United States Court of Appeals, Sixth Circuit.
Feb. 25, 1972.
H. T. Etheridge, Jr., Jackson, Tenn. (Court-appointed), on brief, for defendant-appellant.
Robert F. Colvin, Memphis, Tenn., for plaintiff-appellee; Thomas F. Turley, Jr., U. S. Atty., Larry E. Parrish, David C. Porteous, Asst. U. S. Attys., Memphis, Tenn., on brief.
Before EDWARDS and CELE-BREZZE, Circuit Judges, and KEITH, District Judge.
Honorable Damon J. Keith, United States District Judge for the Eastern District of Michigan, Southern Division, sitting by designation.
PER CURIAM.
Appellant appeals from conviction for possessing and operating a still, in violation of 26 U.S.C. §§ 5601(a) (1) and 5601(a) (4) (1970).

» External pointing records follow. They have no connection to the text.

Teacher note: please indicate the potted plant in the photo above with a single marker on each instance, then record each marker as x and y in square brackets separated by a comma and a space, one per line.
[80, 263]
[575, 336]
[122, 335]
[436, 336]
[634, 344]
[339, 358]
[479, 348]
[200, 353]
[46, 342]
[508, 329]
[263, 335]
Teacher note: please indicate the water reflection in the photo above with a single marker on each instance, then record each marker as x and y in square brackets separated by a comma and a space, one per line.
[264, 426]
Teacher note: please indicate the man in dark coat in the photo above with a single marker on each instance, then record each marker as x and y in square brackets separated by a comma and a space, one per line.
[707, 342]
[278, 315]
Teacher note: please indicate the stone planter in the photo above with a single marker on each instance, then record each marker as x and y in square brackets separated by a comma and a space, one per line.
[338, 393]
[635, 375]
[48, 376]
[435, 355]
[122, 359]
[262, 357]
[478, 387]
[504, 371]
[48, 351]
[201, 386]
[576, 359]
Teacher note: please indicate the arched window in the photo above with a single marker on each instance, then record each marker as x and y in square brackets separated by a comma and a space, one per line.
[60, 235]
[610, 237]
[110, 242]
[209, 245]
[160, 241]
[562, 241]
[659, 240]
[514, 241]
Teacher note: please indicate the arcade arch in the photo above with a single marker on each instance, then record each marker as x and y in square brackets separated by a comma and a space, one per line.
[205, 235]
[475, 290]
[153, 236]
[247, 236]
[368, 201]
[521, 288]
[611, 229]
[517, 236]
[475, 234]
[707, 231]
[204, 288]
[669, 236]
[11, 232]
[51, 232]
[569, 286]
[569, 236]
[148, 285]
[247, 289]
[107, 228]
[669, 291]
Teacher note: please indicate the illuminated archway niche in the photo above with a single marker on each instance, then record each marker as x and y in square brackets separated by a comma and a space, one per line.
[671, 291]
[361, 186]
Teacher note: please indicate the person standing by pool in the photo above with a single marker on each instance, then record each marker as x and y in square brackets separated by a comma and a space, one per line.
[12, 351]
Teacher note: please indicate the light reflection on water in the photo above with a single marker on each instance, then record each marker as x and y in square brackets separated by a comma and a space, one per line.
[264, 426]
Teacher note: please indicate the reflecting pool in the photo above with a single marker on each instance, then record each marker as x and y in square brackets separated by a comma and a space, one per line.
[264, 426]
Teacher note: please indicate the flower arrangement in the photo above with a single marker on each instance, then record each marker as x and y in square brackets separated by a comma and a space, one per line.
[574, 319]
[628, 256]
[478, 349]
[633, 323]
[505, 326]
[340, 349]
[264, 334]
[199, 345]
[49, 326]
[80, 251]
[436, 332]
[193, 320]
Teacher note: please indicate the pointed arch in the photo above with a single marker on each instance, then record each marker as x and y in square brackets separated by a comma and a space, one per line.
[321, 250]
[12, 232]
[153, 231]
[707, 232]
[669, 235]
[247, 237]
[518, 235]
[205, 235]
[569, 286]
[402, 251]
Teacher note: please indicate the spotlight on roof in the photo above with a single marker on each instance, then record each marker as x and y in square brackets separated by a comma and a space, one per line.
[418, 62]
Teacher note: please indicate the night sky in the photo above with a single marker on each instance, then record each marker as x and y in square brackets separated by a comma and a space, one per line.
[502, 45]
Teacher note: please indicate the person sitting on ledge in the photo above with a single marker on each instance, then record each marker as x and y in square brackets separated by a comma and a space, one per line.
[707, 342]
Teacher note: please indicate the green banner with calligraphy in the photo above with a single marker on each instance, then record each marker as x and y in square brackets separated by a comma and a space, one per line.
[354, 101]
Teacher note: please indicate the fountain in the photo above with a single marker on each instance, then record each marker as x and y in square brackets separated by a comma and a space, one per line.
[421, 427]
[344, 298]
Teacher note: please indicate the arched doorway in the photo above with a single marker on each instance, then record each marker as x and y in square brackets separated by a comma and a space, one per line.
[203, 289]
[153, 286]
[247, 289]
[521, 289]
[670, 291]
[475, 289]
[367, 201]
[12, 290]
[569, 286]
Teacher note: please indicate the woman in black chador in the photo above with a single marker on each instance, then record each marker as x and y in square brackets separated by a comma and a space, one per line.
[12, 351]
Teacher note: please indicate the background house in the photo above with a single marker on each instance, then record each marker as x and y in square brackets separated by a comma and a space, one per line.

On appeal appellant presents only one issue, namely, whether or not the District Court erred in allowing government witnesses to testify to initials which they had placed on a propane gas tank and on a tractor at the time they had seen these objects in the vicinity of a still which they had under surveillance. Subsequent to surveillances, government agents had secured an arrest warrant for defendant and a search warrant for his home. At trial, however, it was noted that the affidavit for the search warrant was dated March 20, 1970, whereas the warrant was actually procured and issued and dated March 12, 1970. On the basis of this error, the District Judge held the search warrant to be invalid, but he received in evidence an agent’s identification of his initials on the gas tank and the tractor as of the time of the arrest of defendant, when these objects were in defendant’s yard on the theory that the testimony was derived from “plain view.” Coolidge v. New Hampshire, 403 U.S. 443, 468-473, 91 S.Ct. 2022, 29 L.Ed.2d 564 (1971).

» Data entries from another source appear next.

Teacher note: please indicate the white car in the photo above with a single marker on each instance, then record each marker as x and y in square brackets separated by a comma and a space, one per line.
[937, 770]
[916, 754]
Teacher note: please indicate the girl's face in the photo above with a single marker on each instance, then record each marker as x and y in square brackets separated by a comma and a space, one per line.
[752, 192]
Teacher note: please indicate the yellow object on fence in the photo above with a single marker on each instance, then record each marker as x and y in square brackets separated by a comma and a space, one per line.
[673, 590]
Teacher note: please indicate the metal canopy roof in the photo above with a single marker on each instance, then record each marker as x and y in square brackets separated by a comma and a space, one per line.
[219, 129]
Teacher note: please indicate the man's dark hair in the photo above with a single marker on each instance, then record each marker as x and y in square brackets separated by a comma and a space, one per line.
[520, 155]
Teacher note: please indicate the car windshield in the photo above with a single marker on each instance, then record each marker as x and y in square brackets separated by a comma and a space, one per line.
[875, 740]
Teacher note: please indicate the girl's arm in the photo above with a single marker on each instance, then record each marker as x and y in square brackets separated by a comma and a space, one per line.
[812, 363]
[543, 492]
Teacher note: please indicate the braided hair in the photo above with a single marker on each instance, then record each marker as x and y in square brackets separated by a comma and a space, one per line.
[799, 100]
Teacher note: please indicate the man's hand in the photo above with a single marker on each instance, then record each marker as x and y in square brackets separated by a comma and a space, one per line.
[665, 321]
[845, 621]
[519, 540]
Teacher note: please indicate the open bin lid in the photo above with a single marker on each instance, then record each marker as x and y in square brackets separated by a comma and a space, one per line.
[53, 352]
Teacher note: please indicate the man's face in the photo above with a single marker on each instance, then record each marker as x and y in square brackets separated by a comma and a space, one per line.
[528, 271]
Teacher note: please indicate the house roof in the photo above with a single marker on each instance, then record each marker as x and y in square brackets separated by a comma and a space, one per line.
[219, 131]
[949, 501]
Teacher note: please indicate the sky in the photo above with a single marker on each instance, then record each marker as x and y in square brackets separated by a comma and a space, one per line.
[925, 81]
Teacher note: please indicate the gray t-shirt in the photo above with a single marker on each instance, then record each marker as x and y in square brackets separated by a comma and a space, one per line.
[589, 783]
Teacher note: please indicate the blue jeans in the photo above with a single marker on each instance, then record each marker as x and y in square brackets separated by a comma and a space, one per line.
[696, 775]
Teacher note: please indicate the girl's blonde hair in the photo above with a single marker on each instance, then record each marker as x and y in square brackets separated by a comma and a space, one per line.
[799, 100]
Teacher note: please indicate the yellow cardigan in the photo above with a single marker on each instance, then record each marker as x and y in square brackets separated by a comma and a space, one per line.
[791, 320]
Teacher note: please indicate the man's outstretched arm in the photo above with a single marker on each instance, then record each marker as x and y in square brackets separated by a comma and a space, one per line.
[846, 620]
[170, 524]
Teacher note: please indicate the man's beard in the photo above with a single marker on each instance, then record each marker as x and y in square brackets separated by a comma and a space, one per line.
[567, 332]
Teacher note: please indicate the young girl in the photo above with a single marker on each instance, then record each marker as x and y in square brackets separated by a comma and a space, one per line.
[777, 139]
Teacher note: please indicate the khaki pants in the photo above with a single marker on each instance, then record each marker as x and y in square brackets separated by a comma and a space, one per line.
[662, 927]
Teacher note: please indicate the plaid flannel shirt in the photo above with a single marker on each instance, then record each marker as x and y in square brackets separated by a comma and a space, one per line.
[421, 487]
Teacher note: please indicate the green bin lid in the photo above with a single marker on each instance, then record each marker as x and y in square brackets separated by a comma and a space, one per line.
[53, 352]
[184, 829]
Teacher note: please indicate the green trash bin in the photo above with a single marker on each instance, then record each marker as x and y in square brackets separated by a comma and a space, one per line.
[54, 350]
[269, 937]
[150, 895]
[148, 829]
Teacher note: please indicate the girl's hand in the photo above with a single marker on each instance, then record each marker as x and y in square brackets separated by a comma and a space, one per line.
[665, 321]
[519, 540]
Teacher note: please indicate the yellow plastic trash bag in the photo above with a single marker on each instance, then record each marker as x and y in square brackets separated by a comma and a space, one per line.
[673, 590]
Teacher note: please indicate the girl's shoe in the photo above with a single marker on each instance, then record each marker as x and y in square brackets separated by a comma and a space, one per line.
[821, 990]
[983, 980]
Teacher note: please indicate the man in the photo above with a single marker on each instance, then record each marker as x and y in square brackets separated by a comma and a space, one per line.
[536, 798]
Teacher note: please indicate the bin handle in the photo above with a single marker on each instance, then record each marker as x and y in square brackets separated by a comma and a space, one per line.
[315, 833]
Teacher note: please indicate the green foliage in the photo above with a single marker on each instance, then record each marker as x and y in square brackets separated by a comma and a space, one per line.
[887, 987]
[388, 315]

Our review of this record indicates that there was more than sufficient evidence, totally unrelated to any search, for the jury to convict appellant of possessing and operating the still in question.

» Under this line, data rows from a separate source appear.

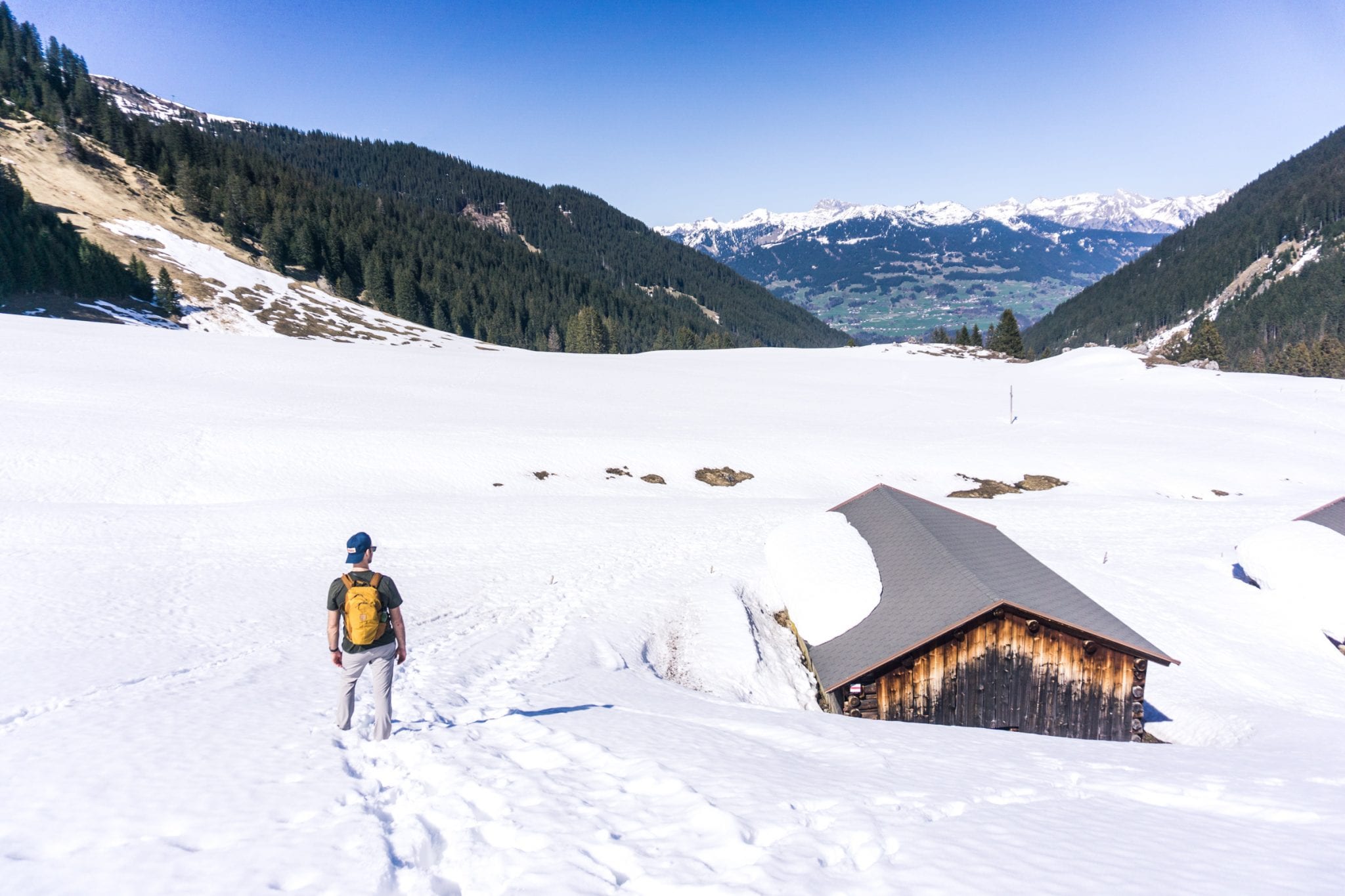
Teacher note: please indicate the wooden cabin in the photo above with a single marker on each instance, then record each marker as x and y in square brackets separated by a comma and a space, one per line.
[973, 630]
[1329, 515]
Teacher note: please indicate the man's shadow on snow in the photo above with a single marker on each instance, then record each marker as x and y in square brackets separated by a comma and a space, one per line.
[440, 721]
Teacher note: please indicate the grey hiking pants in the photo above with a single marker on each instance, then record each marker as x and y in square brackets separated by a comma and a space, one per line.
[380, 661]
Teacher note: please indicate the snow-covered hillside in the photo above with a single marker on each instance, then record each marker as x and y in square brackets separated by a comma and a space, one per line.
[598, 699]
[135, 101]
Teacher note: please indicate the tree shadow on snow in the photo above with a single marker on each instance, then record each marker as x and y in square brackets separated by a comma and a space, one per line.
[440, 721]
[1153, 714]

Further, the agent’s testimony concerning the tractor and its prior use in the operation of the still, and the propane gas tank and its prior use in relation to the still, and the fact that both were indeed in plain view in defendant’s yard was all obviously admissible.
Although no government appeal is brought to us from the District Court’s invalidation of the search warrant, we observe that nothing in this record indicates any possibility of prejudice arising from the error in dating of the affidavit for the search warrant, nor (in the absence of briefing on this point) is there any explanation tendered for it except typographical error. Under these circumstances normally we would be inclined to apply the “commonsense and realistic” rule of United States v. Ventresca, 380 U.S. 102, 108, 85 S.Ct. 741, 13 L.Ed.2d 684 (1965).
Since, however, this issue is not brought to us, we examine the record with the assumption that the search warrant was invalid and find real difficulty in holding that the agent’s testimony concerning the existence of the initials on the gas tank and the tractor at the time he examined both in defendant’s yard, could be justified under the “plain view” theory. In one instance he had to move the equipment; in the other instance he had to look underneath the tractor.
We are convinced, however, that on the total facts of this case, the admission of the testimony pertaining to the existence of the initials on the pieces of equipment (which were already identified as being in defendant’s yard after they had been seen at the site of the still operation) was only a small bit of cumulative evidence of guilt. On this whole record we can say beyond reasonable doubt that if the admission of this evidence was error, it was harmless. Fed.R.Crim.P. 52(a); Chapman v. California, 386 U.S. 18, 87 S.Ct. 824, 17 L. Ed.2d 705 (1967).
The judgment of the District Court is affirmed.

Question: What is the total number of appellants in the case that fall into the category "natural persons"? Answer with a number.